Çocukluğunda cinsel tacize uğramış ve üstesinden gelememiş bir kadın ne yapıyor?
- O travmayı iki şekilde çözmeye çalışıyor. Bedeninden vazgeçiyor, bir mal gibi pazarlıyor. İşte sizin Siirt’te haberini yaptığınız kızlar da bir paket krakere bedenini satıyor. İleride büyük şehirlerde gelir elde etmeye çalışıyor. Bir grup da cinsellik defterini kapatıyor. Evlendirildiğinde dayak zoruyla koca tecavüzüne uğruyor.
ÇOCUĞU İSTİSMAR EDİLEN EBEVEYN NE YAPMALI
Anne nasıl anlayacak çocuğunun beden dilini?- Çocuk “Anne bana bugün bu oldu” demiyor. Nasıl anlatsam, diye kedi gibi dönüp duruyor. Anneler, çocuğunun başından ne geçtiğini üç aşağı beş yukarı anlıyor. Ama çaresizlik kadınları engelliyor. Kocasının öz kızına tecavüz ettiğini bilen bir anne “Eğer olmamış olduğunu varsayarsam, olmamış olacağını düşündüm” demişti. Bu kadınlar öyle işsiz, ekonomik bağımsızlığı olmayan cahil kadınlar da değil. Çocuğu istismar edilen insanlar çocuğunu dövmesin, aşağılamasın. “Kim bilir sen ne yaptın” diye çocuğu suçlamasın. Canım ne var, çocuktur unutur, olmuyor. Unutmuyor! En yakın sağlık kuruluşundan, karakoldan, Sosyal Hizmetler’den, öğretmenlerden yardım istemeli.
Babaların tepkisi nasıl oluyor? - Bir olayı hiç unutmuyorum. Baba hüngür hüngür mahallede taciz edilen çocuğu için ağlıyordu ama çocuğu utanmıyor diye. “Ben çocuğumu yanlış yetiştirmişim” diyordu.
Bu mesele Batı’da nasıl çözülüyor?
- 911’i arıyorlar, Sosyal Hizmetler çocuğu alıyor. Bizde böyle bir sistem yürütemeyiz. Bizde babası taciz edince, anne ve çocuğa akraba kapısını açmasa da komşusu açıyor. Aile sağlıklıysa, içinden çıkan kötü örnek ayıklanıp çocuk koruma altına alınabiliyor. Avrupa’da ise herkes başının çaresine bakıyor. Hukuk sistemleri güçlü. Sosyal Hizmet yapılanması bizden çok iyi.

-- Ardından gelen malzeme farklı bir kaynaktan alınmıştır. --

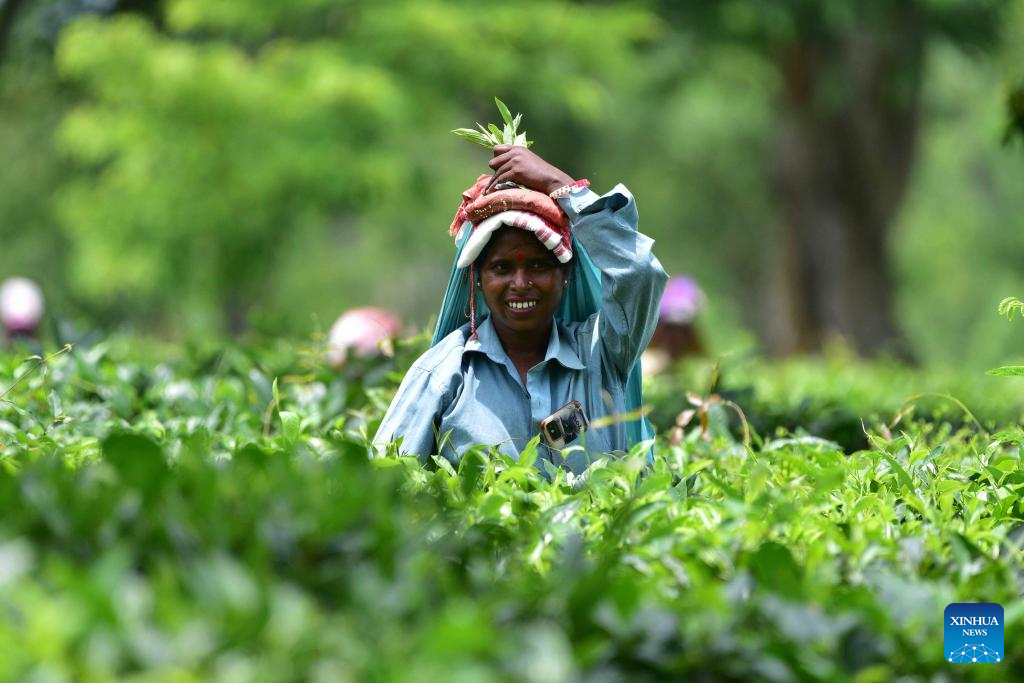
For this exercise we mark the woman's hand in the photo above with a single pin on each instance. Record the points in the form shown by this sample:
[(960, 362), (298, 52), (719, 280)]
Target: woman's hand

TENİNİ KOPARAN KIZ ÇOCUĞU12 yaşlarında kız çocuğu, cinsel istismara uğradıktan sonra yurda bırakılmıştı. Kız konuşmuyordu ve tenini yolarak kendine de zarar veriyordu. Tüm vücudunda açık yaralar vardı. Birkaç ay hastanede yattı, tedavi etmeye çalıştık, daha kötü oldu. Başımızı çevirdiğimiz bir anda, teninden bir parça koparıyordu. Akıllı bir çocuktu ama kapalı bir kutuydu, açamıyorduk.
Yemek de yemiyordu. Sosyal Hizmet uzmanı arkadaşımıza “Canı ne istiyorsa onu verin” dedim. Sormuşlar ne yemek istediğini. “Adana kebap, badem ve fındık isterim” demiş. Hazırlayıp getirmişler. Daha o gün çocuk başına gelenleri anlatmaya başladı. Babasının bir yakın akrabası yapmıştı. Yemekle alakası yok. Onu dinleyen, sevgi veren bir insanla ilk defa karşılaştı o çocuk.
İSTİSMAR EDİLEN ÇOCUKLAR İÇİN MERKEZÇocuk istismarı artık konuşulabilir hale geldi. Bu çok iyi. TBMM Kayıp ve Mağdur Çocukları Araştırma Komisyonu’nun AK Parti, CHP, MHP, DTP’li üyeleri arasında tam bir uyum var. Bir yasa tasarısı hazırlandı. Adalet ve Sağlık bakanlıkları çocuk koruma merkezleri oluşturmak için çalışıyor. Ankara pilot bölge. İlk merkez sonbaharda açılacak. Çocuk, “Babam taciz etti” dediği an o merkeze getirilecek. Çocuktan psikolog aracılığıyla ifade alınacak. Kolluk kuvveti ya da avukat, aynalı odanın arkasından izleyecek.